Gram's new home is a nursing home where she is receiving good care. She is a hospice patient there, but I'm learning that one can be in this state for quite some time. On the way back from moving furniture from her apartment, Matt (my brother), Stephen (my nephew), and I stopped to say hello.

Pap's retirement certificate. 
As we cleaned her apartment I came across some old records, including paperwork from my grandfather's retirement. He ended his career at Hammermill Paper in 1986. In 1990 he died from cancer. Those 2 1/2 years between his retirement and his passing were some of my favorite in my childhood.

Even before he retired, Pap was a big part of our lives, as was Gram. We visited their house often. They visited us often. But our visits to them were our favorites. Heck, Matt and I would cry when it was time to leave. But the even best version of our visits came when Matt and I (and then Kendra) visited Gram and Pap.

Without our parents.

And the best of those visits came between October 1986 and March 1990, the time between Pap's retirement and his passing. Now he had even more time for us. Now we didn't need to worry about waking him if he was sleeping for a nighttime shift at the paper mill.
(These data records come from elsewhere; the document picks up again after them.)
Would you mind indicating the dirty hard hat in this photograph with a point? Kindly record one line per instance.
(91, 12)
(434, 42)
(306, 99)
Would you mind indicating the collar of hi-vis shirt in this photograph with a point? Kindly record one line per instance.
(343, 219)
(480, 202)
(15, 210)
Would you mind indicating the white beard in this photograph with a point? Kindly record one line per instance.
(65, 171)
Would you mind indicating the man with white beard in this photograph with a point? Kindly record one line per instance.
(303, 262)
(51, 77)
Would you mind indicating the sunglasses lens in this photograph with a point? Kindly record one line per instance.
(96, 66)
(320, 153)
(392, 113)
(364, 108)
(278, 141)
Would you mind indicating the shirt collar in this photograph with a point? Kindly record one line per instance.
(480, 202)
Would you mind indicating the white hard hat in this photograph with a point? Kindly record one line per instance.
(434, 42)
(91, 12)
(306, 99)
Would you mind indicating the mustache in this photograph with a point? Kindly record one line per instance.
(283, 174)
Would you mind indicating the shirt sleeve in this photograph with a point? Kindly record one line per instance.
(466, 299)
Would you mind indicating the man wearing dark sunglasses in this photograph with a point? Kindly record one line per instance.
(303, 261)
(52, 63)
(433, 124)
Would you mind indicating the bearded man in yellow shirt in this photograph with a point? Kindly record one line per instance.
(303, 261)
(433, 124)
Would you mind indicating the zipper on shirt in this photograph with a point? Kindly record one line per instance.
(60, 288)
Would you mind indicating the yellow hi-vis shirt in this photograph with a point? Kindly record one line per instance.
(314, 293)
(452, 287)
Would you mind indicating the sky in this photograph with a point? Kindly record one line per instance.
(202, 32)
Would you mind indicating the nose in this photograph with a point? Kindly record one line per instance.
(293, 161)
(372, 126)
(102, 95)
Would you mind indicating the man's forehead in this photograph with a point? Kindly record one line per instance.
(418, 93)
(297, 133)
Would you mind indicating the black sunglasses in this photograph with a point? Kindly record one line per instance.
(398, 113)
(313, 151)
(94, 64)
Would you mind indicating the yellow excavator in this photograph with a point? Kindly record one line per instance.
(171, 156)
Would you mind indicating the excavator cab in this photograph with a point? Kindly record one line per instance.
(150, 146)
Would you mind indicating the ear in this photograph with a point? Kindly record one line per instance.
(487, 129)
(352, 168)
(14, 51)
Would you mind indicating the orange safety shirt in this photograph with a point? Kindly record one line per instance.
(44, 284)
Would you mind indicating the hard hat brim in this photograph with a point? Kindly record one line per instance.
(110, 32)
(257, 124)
Further, we were at ages to really enjoy these times: In 1986 I was about the same age as Caroline is now, and Kendra was old enough to be more a part of the fun.
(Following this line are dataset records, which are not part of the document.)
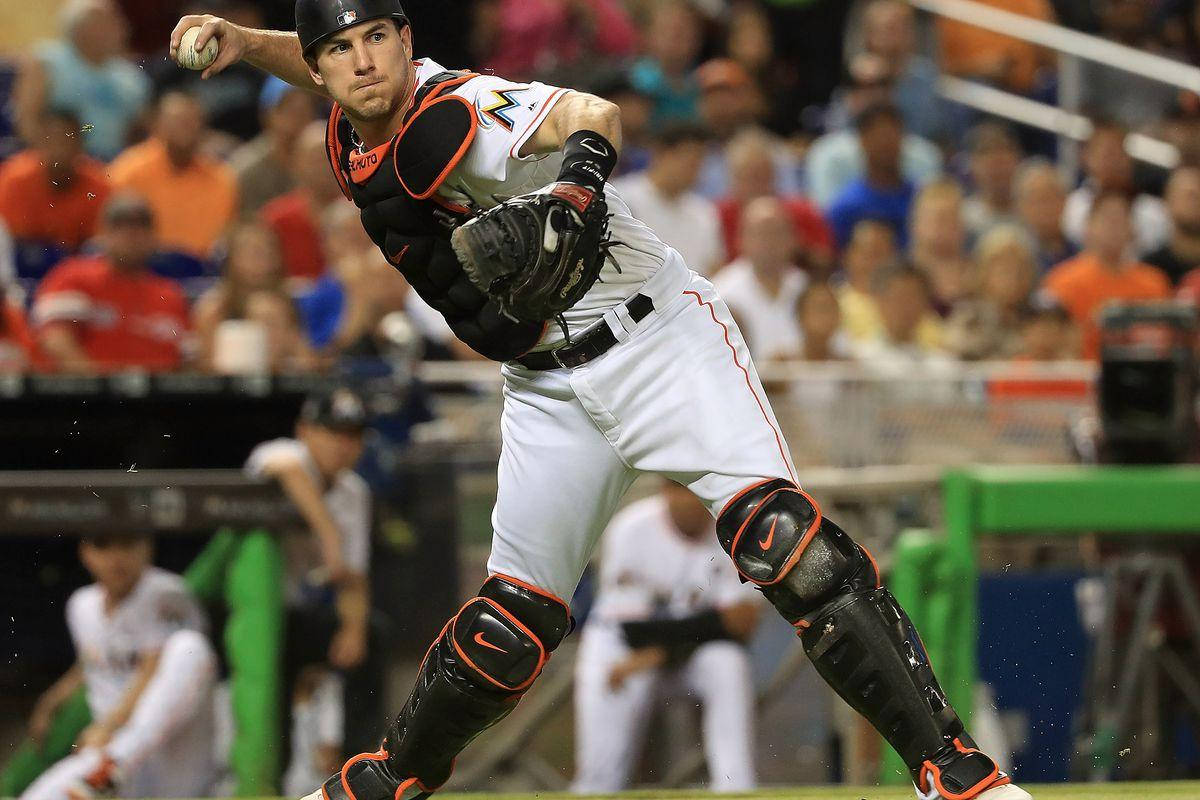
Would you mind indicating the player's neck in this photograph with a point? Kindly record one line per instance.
(373, 133)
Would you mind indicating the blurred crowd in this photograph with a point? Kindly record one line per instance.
(796, 151)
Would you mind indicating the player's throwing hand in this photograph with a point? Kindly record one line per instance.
(232, 40)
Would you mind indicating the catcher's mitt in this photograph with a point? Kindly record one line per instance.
(537, 254)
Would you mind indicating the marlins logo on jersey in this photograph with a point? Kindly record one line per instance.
(497, 113)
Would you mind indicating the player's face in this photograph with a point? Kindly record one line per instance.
(333, 450)
(367, 68)
(117, 563)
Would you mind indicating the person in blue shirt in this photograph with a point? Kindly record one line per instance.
(883, 192)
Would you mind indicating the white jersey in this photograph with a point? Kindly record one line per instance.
(507, 114)
(109, 644)
(649, 569)
(348, 499)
We would go into town and buy toys.

We would play with our imagination outside.

We would play with neighbors at the farm next door.

We would get into trouble.

Matt and I would carouse outside while Gram made us dinner, and Pap sat in the living room with his arm over Kendra's shoulder, enjoying cartoons.

Gram and Pap with my brother at Grange Fair. 
Gram reads to her four grandsons. I'll forgive Kendra for not making this photo . . . she wasn't born yet. 
Our visits to Gram's were still wonderful after Pap died (when I was 14). They became less frequent, though, as we got older and busier. And as Gram found it necessary to downsize. In the 42 years, though, that I've enjoyed a loving relationship with my grandmother, the 3 1/2 years that stretched between fall of 1986 and spring of 1990 represent something of a golden era.

I cannot count the ways Joe and Nancy's visit with my kids last week was different: it took place here, not there; it was in a town, not on the hillside of Nittany Valley's East End; they were building a geodesic dome in the basement rather than hay forts up at Herlochers' farm, etc.

But the one thing in common was the joyous moments had when grandparents are with grandkids.

And the parents are nowhere to be seen.